A Graduate Art Therapy Course Comes to Austin!

It’s always a shocker to others: the Lone Star State doesn’t have an art therapy master’s degree program.  Texans who want to pursue a career in art therapy should familiarize themselves with the list of graduate programs that have been approved by the Educational Program Approval Board, the entity that endorses graduate art therapy programs meeting certain content and curriculum requirements (CACREP would be the equivalent in the counseling world).  All of these programs lie beyond the state line (although the one in Indiana has a distance learning option that would allow someone to remain in Texas while earning a degree in the Hoosier State), so Texans who enroll in these should pursue their studies while keeping in mind the art therapy licensing requirements set forth by the Texas State Board of Examiners of Professional Counselors.  Yes, it’s confusing to toggle between Texas and the rest of the country, but it’s what one has to do if one is going to be an art therapist in the Lone Star State.

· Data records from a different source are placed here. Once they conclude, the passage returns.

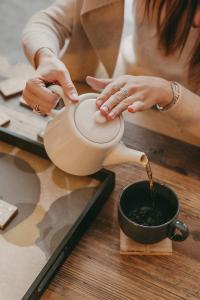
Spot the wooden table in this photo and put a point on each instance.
(95, 270)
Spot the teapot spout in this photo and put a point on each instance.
(122, 154)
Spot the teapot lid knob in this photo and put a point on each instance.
(92, 125)
(99, 118)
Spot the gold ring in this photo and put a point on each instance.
(124, 92)
(37, 109)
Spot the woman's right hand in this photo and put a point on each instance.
(50, 70)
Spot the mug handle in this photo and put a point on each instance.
(182, 227)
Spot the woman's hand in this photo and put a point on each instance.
(50, 70)
(132, 93)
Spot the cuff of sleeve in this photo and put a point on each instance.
(32, 43)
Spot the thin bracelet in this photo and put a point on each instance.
(176, 90)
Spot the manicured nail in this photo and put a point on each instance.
(99, 103)
(130, 109)
(74, 96)
(104, 110)
(111, 116)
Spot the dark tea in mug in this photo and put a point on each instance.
(150, 217)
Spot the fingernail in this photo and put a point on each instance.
(74, 96)
(99, 103)
(104, 110)
(111, 116)
(130, 109)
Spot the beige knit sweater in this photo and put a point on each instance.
(93, 30)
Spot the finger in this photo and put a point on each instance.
(136, 106)
(97, 84)
(122, 106)
(36, 86)
(32, 100)
(114, 100)
(69, 89)
(109, 90)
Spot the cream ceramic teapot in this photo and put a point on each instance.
(80, 141)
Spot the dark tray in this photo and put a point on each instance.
(107, 179)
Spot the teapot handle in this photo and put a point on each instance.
(57, 89)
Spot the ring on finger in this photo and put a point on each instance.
(37, 109)
(124, 92)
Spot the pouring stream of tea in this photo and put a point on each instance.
(146, 164)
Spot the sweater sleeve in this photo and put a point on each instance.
(49, 28)
(187, 112)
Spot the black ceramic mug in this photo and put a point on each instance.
(150, 217)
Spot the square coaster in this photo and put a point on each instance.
(7, 212)
(4, 118)
(130, 247)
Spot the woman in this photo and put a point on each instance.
(166, 46)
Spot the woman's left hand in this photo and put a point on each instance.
(132, 93)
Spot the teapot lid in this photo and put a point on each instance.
(92, 125)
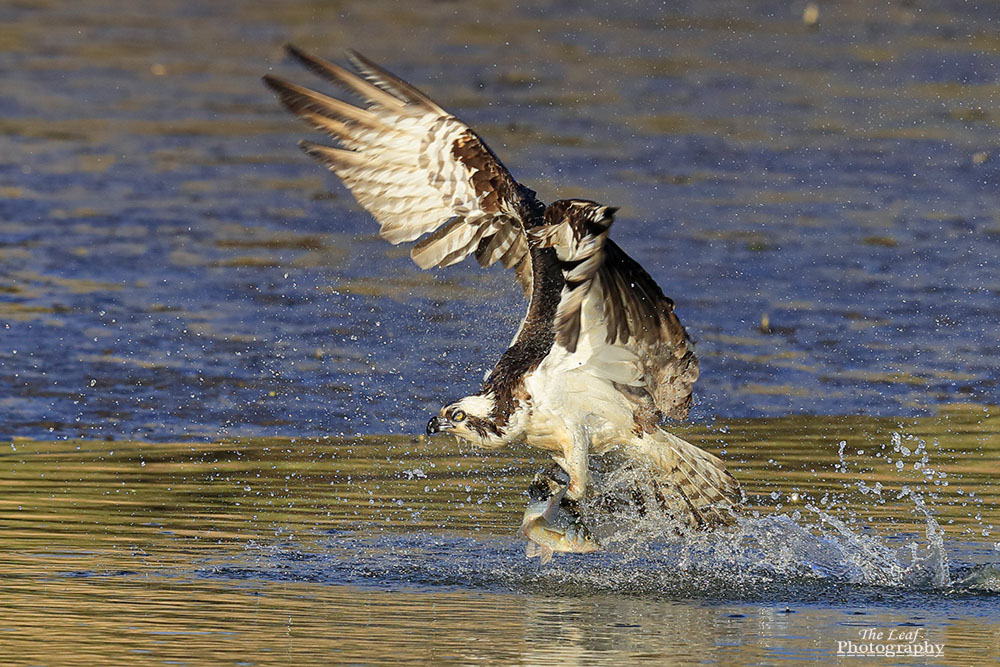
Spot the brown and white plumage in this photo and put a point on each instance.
(600, 358)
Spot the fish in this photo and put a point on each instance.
(548, 529)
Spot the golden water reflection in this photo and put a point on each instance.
(105, 546)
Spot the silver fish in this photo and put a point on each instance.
(549, 530)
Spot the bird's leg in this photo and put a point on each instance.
(576, 457)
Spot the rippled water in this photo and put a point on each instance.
(173, 266)
(197, 323)
(274, 550)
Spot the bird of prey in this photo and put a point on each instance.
(600, 360)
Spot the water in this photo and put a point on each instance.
(211, 367)
(276, 550)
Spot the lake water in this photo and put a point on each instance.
(212, 369)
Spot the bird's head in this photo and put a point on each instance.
(470, 419)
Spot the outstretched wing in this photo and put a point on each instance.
(613, 306)
(415, 167)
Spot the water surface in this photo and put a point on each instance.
(274, 550)
(212, 369)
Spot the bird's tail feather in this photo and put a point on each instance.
(694, 484)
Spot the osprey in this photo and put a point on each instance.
(600, 359)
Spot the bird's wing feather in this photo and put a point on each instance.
(608, 293)
(415, 167)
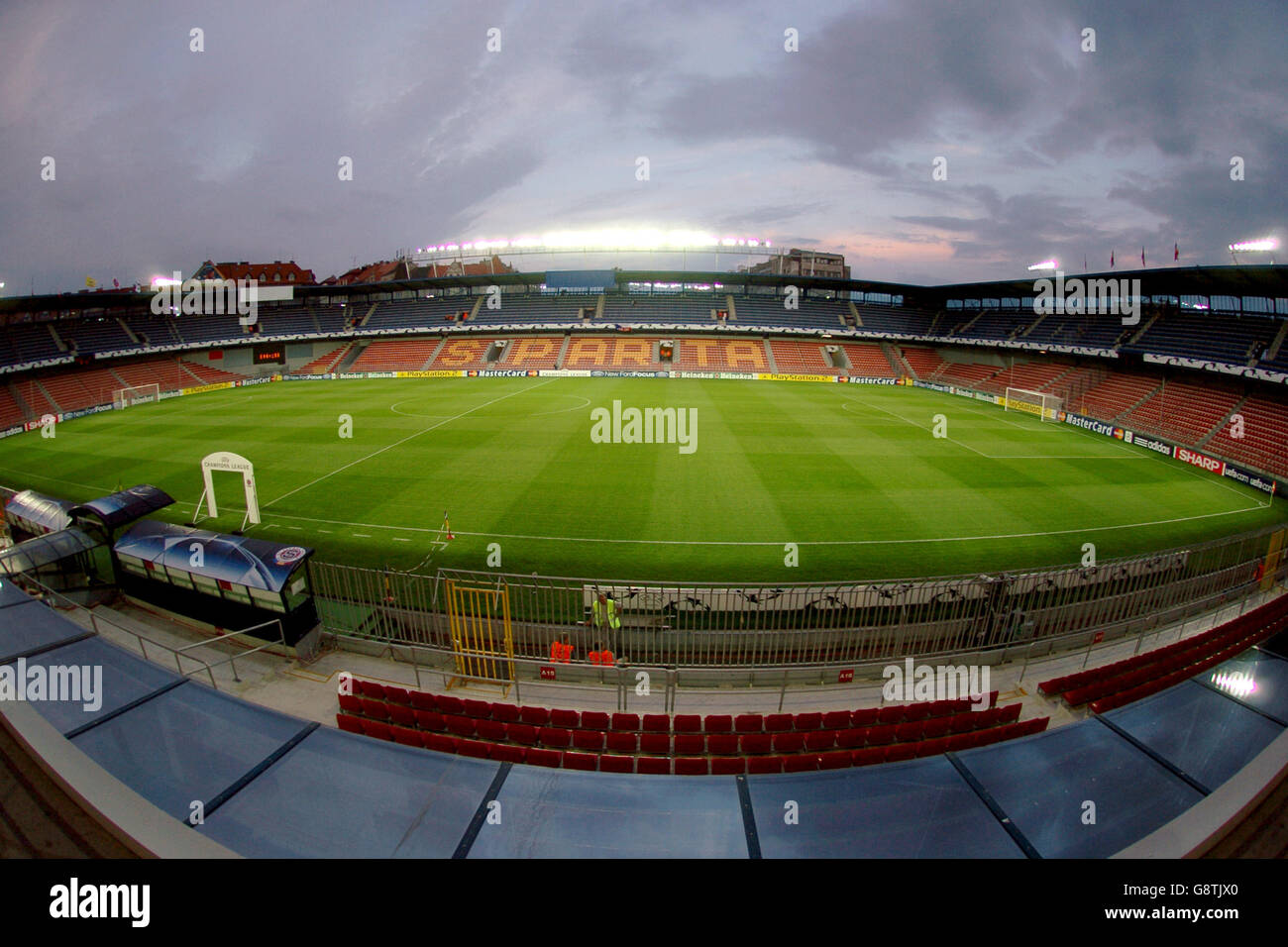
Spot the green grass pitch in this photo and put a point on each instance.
(851, 474)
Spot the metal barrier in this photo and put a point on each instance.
(809, 625)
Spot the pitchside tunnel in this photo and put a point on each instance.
(410, 771)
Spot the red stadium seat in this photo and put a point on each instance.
(722, 744)
(505, 712)
(657, 744)
(816, 741)
(407, 736)
(752, 744)
(836, 720)
(800, 763)
(439, 741)
(691, 744)
(507, 754)
(861, 719)
(430, 720)
(868, 755)
(423, 701)
(627, 723)
(349, 703)
(809, 722)
(581, 761)
(835, 761)
(520, 733)
(535, 716)
(622, 742)
(717, 723)
(789, 742)
(544, 758)
(780, 723)
(554, 737)
(451, 705)
(460, 725)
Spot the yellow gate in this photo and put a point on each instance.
(478, 617)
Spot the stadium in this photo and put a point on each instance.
(748, 432)
(449, 466)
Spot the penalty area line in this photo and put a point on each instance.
(765, 543)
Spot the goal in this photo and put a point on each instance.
(1044, 406)
(141, 394)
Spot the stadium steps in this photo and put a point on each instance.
(1151, 394)
(125, 328)
(1222, 424)
(1144, 329)
(56, 338)
(769, 355)
(351, 356)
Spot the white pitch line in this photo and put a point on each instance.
(780, 543)
(402, 441)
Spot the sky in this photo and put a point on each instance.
(163, 157)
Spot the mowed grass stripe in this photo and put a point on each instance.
(776, 463)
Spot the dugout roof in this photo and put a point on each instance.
(125, 506)
(232, 560)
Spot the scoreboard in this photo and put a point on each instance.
(269, 355)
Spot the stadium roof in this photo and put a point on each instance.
(1270, 281)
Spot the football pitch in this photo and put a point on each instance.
(853, 475)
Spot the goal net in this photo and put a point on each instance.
(141, 394)
(1044, 406)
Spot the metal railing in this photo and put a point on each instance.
(803, 625)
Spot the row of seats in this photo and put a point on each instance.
(1173, 663)
(681, 744)
(688, 764)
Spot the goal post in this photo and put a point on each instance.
(1039, 403)
(137, 394)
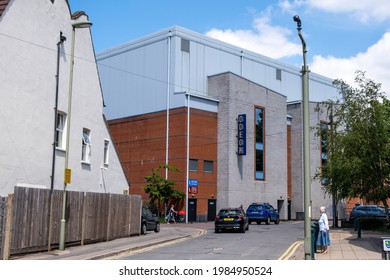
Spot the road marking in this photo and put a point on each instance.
(291, 250)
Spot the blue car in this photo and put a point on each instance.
(262, 212)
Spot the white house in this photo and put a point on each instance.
(35, 78)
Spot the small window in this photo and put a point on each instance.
(86, 146)
(279, 74)
(193, 165)
(208, 166)
(106, 150)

If a full-blown graduate art therapy program is out of reach for you, how about a full-blown graduate art therapy course?  This coming fall, St. Edward’s University will offer Austin’s first-ever such opportunity: “Art Therapy: Theory and Practice”!  The course will be offered through the Master of Arts in Counseling program and taught by Bess Green, LPC-AT/S, ATR-BC, a real, live art therapist!  I’ve taken a sneak peek at the syllabus and can’t begin to convey my excitement about the ground that Bess is going to cover.  This experiential (yes! experiential!) course is guaranteed to move students far beyond stereotypical can opener (“hey, client—draw something and then let’s talk about it”) and cookbook (“hey, client—let’s do this cool art technique I saw on YouTube”) ideas about art therapy and the use of art in therapy.  Instead, students will develop a comprehensive understanding of a transtheoretical model that supports the therapeutic application of art media and methods with a variety of populations and a variety of treatment issues.  This model is the Expressive Therapies Continuum (ETC), a neurodevelopmental framework that guides art therapists in real time as they glean data by observing how clients’ information processing preferences, strengths, and challenges are manifested via the creative process.  This data is used to formulate treatment goals/treatment plans and develop client-specific art interventions that address these.


Because the Expressive Therapies Continuum is a stand-alone theory that has the unique ability to pair with other psychotherapeutic models, it enhances rather than interferes with a clinician’s theoretical orientation.  I studied under the creators of the ETC, Sandra Kagin (now Sandra Graves) and Vija Lusebrink, at the University of Louisville and use this model to conceptualize my professional practice with clients as well as with supervisees of various theoretical leanings.  Kagin and Lusebrink were ahead of their time when they created the ETC; I’m a student of the brain and see how the ETC parallels recent advances in the clinical application of neuroscience.  Once upon a time I started writing an article that illustrates these parallels, and someday I’ll finish it.  In the meantime, I’m happy to do PR work for the ETC, and I’m VERY happy to spread the good news about “Art Therapy: Theory and Practice”!  Look for this desert oasis—I mean Austin’s first-ever art therapy course—in St. Ed’s fall catalog.  This month may mark the official arrival of summer, but it’ll be autumn before you know it.